Server shipments grew 20 per cent in the third quarter as compared to last year's third quarter, as the industry rebounds to a level of growth not seen since the fourth quarter of 2000, Gartner.
Vendors shipped a total of 1.37 million units in the quarter, the market research firm said. Hewlett-Packard (HP) led the way with 408,290 units shipped worldwide, a 21 per cent increase over its total shipments in last year's third quarter.
Dell shipped 276,350 units worldwide in the third quarter, up 28 per cent from last year. IBM came in third place with 220,083 units, up 36 per cent over last year's third-quarter total.
Sun Microsystems continued to lose ground, shipping 59,692 units in the quarter, down 2.9 per cent from last year's third quarter.

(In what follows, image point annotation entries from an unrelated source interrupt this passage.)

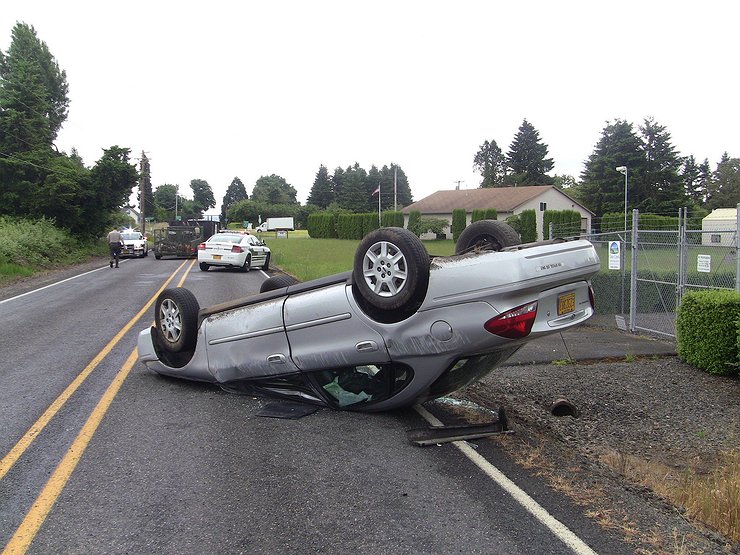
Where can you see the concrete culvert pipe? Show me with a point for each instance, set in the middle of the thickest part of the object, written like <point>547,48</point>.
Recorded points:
<point>563,407</point>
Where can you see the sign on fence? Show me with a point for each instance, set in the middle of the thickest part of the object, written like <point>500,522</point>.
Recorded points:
<point>615,255</point>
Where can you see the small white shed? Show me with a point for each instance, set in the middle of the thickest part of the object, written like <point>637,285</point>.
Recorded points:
<point>721,225</point>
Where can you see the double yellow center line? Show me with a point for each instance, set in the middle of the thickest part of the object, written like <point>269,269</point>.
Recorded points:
<point>31,524</point>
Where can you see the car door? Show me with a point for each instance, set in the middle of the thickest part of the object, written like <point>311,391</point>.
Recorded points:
<point>324,332</point>
<point>257,250</point>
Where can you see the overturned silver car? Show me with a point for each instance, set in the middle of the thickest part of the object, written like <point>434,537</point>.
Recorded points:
<point>402,327</point>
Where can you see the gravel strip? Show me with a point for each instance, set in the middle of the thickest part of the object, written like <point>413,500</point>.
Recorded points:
<point>659,410</point>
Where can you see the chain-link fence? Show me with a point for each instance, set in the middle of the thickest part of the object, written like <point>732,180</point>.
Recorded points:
<point>645,272</point>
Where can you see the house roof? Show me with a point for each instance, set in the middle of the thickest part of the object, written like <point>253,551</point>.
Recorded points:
<point>503,199</point>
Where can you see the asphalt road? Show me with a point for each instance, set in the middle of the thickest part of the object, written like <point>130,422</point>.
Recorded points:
<point>102,456</point>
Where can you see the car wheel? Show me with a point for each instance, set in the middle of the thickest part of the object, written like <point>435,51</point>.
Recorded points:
<point>247,263</point>
<point>277,282</point>
<point>391,269</point>
<point>486,235</point>
<point>176,319</point>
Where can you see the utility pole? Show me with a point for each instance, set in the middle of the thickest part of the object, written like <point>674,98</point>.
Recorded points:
<point>145,187</point>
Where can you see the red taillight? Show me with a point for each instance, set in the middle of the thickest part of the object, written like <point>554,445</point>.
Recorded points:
<point>591,297</point>
<point>514,324</point>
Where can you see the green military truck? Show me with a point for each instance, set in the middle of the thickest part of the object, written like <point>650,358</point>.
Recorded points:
<point>181,239</point>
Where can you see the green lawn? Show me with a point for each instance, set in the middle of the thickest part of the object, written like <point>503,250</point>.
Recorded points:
<point>306,258</point>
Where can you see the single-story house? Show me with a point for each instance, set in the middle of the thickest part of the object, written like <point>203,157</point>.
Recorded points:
<point>719,227</point>
<point>132,213</point>
<point>508,201</point>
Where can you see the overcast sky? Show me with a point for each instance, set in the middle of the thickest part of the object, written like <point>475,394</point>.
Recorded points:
<point>213,90</point>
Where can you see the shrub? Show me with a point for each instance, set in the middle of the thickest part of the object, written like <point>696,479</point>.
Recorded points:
<point>459,221</point>
<point>707,330</point>
<point>478,214</point>
<point>392,218</point>
<point>431,225</point>
<point>414,217</point>
<point>322,225</point>
<point>528,225</point>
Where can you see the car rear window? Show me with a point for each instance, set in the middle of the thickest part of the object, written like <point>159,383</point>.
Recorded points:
<point>226,238</point>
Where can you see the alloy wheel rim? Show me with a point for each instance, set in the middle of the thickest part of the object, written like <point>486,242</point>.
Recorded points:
<point>385,269</point>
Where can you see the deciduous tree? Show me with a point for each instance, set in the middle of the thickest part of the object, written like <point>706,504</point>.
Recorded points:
<point>234,193</point>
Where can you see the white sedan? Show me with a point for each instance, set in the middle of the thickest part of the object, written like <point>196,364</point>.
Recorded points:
<point>234,249</point>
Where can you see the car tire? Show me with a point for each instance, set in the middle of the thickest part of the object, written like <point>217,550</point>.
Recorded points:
<point>176,319</point>
<point>391,271</point>
<point>277,282</point>
<point>486,235</point>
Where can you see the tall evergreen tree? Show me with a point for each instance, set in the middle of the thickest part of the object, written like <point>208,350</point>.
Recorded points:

These numbers reflect the shipments of RISC (reduced instruction set computing) servers as well as servers that use processors from Intel and Advanced Micro Devices (AMD). HP and IBM sell both types of servers, while Dell only sells Intel-based servers and Sun mostly sells servers based on its Sparc processors. Sun recently introduced a line of blade servers based on Intel processors.
Servers based on Intel and AMD chips are generally less expensive than RISC servers and run Microsoft's Windows or a version of the Linux operating system.

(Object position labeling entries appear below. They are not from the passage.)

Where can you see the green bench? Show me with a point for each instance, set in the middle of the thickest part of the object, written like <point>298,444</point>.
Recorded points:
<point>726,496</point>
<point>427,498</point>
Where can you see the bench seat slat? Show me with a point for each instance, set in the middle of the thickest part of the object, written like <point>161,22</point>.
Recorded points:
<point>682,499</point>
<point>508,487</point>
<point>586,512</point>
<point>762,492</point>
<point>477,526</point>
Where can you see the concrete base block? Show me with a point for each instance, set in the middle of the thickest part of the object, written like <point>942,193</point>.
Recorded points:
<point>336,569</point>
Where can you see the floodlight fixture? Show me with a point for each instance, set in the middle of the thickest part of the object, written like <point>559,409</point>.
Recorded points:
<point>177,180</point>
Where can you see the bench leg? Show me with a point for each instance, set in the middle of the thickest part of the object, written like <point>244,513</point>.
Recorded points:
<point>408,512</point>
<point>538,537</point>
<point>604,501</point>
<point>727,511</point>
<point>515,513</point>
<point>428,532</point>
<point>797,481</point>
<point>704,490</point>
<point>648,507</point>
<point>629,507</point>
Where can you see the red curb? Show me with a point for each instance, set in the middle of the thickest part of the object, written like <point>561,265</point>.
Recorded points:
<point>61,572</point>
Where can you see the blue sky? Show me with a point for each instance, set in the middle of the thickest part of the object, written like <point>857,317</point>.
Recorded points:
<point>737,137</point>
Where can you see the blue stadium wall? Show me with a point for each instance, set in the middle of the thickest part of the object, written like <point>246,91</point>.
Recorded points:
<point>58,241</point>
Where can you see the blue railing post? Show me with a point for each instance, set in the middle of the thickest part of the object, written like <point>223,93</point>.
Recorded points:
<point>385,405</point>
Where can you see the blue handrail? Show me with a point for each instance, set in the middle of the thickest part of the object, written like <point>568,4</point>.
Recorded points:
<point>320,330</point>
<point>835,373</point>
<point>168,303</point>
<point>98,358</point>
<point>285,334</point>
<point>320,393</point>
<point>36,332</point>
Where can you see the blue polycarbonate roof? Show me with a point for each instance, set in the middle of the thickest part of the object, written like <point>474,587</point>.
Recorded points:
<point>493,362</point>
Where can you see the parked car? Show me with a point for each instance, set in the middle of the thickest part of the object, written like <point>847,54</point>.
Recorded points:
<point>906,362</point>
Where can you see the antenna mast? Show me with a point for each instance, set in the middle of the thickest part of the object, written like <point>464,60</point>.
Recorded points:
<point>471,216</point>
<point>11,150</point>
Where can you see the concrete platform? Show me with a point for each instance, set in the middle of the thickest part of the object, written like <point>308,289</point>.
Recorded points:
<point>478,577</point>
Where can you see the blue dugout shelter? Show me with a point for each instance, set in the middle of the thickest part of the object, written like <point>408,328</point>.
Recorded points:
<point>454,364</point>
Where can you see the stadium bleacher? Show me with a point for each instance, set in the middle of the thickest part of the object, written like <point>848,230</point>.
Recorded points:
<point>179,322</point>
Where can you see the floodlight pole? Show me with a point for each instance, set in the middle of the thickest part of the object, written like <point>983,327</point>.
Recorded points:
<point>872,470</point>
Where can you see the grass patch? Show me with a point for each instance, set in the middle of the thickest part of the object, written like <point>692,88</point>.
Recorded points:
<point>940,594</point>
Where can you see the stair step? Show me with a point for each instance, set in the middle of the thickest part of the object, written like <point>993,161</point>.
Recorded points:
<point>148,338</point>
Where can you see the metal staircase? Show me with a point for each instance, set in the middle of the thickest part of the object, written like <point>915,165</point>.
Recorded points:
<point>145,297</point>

Intel's Xeon processors dominate the market for Windows and Linux servers. HP again paced the field with shipments of 389,795 units worldwide in the quarter. Dell's 276,350 units were good for second place, while IBM shipped 190,971 units to claim third place in this category.
RISC servers generally are more powerful and more expensive, but represent a fraction of the overall market. Worldwide, the Intel/AMD market accounted for 1.26 million units in the third quarter, or 92 per cent of the overall market.
Server shipments have risen steadily this year after tepid growth in 2002 and contraction in the second half of 2001. The last time the server industry posted a year-on-year growth rate of more than 20 per cent was in the fourth quarter of 2000, when the market grew 32.3 per cent compared to the fourth quarter of 1999, Gartner said.